Magnetic stimulators became commercially available in Sheffield (United Kingdom) in 1985. Transcranial magnetic stimulation (TMS) is currently an experimental technique and does not have an approved psychiatric indication. TMS is achieved by conducting a large current through a coil that is placed on the patient's scalp. A magnetic field is induced that passes freely though the skull and induces an electrical field in the cerebral cortex underlying the stimulating coil. TMS has been shown to preferentially activate the cortical interneurons, as opposed to the motor neurons of the cortical-spinal tract, due to the interneurons' orientation parallel to the scalp.
Activation or inhibition of the cortex has been shown to vary with the frequency of the magnetic pulses. A 20-Hz stimulation at the motor threshold (MT) over the left prefrontal cortex of depressed patients was shown to increase the perfusion of the prefrontal cortex (L > R) as well as the cingulate gyrus and left amygdala. A 1-Hz stimulation was only associated with decreases in rCBF (Speer, 2000). The intensity of the magnetic stimulation has also been shown to affect the pattern of activation. Repetitive TMS at 120 percent MT over the left prefrontal cortex produced greater local and contralateral activation than stimulation at 80 percent MT (Nahas, 2001). A negative correlation between the severity of negative symptoms in major depression and rCBF to the left dorsal-lateral prefrontal cortex has been reported (Galynker et al., 1998). Both converging lines of evidence support a hypofunction in the left prefrontal cortex in major depression that may be modified by rTMS and tentatively explain part of its antidepressant effect.

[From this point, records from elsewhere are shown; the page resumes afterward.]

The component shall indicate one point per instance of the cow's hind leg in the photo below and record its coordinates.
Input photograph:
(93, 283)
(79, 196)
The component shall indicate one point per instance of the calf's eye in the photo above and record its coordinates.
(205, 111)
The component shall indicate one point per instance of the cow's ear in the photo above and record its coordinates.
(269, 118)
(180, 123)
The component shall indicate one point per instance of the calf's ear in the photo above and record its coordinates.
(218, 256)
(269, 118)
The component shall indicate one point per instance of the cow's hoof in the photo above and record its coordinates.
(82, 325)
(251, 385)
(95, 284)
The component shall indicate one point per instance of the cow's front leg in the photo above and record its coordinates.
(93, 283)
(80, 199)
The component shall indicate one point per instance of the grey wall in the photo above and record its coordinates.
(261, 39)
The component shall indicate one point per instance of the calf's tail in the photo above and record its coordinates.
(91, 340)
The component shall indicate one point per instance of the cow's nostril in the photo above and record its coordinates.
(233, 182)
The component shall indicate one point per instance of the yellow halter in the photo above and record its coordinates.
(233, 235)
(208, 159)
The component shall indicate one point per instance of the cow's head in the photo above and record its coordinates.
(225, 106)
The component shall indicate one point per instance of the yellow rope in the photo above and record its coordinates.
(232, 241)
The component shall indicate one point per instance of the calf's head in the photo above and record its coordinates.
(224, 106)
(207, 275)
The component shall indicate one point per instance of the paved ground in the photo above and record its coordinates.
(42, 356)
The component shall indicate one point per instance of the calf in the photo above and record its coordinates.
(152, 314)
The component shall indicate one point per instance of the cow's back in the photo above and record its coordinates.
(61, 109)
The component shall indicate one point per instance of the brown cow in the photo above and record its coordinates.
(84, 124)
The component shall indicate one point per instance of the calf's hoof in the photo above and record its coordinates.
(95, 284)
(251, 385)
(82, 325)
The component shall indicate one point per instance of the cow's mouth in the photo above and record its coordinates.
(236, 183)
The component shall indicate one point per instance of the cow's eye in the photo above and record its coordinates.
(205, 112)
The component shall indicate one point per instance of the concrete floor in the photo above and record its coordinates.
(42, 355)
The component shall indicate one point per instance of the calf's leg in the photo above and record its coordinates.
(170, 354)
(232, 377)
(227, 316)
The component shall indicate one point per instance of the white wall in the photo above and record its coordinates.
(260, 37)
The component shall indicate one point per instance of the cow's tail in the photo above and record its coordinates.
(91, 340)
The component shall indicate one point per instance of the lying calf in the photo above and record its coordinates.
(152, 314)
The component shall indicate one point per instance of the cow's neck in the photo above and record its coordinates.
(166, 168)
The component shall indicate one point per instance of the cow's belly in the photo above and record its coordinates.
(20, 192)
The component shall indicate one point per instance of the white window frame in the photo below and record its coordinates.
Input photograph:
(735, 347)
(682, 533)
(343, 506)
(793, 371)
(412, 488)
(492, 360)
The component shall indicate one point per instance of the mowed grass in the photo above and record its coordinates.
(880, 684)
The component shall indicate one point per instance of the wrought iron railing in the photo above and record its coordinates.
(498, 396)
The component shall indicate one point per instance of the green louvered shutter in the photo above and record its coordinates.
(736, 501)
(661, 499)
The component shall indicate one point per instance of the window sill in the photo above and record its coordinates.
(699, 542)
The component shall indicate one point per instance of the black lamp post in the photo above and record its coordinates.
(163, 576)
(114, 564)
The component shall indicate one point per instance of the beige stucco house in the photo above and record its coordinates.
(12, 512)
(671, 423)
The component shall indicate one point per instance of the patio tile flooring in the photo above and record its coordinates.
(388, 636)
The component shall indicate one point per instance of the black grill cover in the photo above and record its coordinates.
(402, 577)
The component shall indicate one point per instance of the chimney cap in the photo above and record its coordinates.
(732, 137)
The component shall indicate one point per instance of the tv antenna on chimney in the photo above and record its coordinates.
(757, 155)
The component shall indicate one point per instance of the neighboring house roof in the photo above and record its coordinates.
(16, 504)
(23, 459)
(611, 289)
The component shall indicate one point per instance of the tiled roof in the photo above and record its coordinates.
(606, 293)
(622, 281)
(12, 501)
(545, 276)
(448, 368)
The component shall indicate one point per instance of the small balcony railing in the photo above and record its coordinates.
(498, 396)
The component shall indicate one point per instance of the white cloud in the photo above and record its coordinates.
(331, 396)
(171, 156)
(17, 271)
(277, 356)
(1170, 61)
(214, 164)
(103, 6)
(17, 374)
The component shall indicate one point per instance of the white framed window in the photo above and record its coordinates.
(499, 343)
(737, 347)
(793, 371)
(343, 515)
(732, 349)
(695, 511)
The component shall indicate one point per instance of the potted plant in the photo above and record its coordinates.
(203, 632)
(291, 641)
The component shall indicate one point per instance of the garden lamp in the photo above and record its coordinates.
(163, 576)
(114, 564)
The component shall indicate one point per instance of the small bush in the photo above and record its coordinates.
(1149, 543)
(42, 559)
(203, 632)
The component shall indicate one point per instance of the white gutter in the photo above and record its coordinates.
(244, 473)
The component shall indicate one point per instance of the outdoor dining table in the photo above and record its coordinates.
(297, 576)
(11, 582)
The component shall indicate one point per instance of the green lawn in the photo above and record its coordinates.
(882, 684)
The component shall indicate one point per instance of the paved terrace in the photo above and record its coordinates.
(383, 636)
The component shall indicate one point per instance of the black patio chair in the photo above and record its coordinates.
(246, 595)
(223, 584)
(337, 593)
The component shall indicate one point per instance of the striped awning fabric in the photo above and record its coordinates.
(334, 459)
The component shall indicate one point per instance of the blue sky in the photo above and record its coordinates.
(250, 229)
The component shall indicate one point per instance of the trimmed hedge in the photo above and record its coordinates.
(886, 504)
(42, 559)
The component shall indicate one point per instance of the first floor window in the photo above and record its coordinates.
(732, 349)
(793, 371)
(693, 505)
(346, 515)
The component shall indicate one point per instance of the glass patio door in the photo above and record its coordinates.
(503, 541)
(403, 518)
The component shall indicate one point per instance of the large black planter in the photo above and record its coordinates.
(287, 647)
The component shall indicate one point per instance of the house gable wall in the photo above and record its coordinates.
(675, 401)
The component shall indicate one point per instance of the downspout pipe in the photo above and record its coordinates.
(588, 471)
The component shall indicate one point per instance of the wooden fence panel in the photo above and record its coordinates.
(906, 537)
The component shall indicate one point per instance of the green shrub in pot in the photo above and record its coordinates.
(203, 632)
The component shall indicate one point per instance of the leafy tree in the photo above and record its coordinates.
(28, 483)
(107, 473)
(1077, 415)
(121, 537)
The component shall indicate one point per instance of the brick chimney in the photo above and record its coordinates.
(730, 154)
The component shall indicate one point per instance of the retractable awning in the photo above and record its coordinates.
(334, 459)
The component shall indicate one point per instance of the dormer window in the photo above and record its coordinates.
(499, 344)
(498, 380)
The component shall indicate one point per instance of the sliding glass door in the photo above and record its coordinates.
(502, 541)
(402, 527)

Repetitive TMS was first shown to be beneficial in the treatment of depression in a study with daily stimulation over the left prefrontal cortex at 20 Hz and 80 percent MT (George et al., 1995). Five meta-analyses of rTMS provide evidence for a beneficial acute antidepressant effect compared to placebo (see Chapter 17 for details). Attention to the stimulus parameters of frequency, intensity, and duration is indicated to avoid inducing seizures during rTMS (Wasserman, 1997).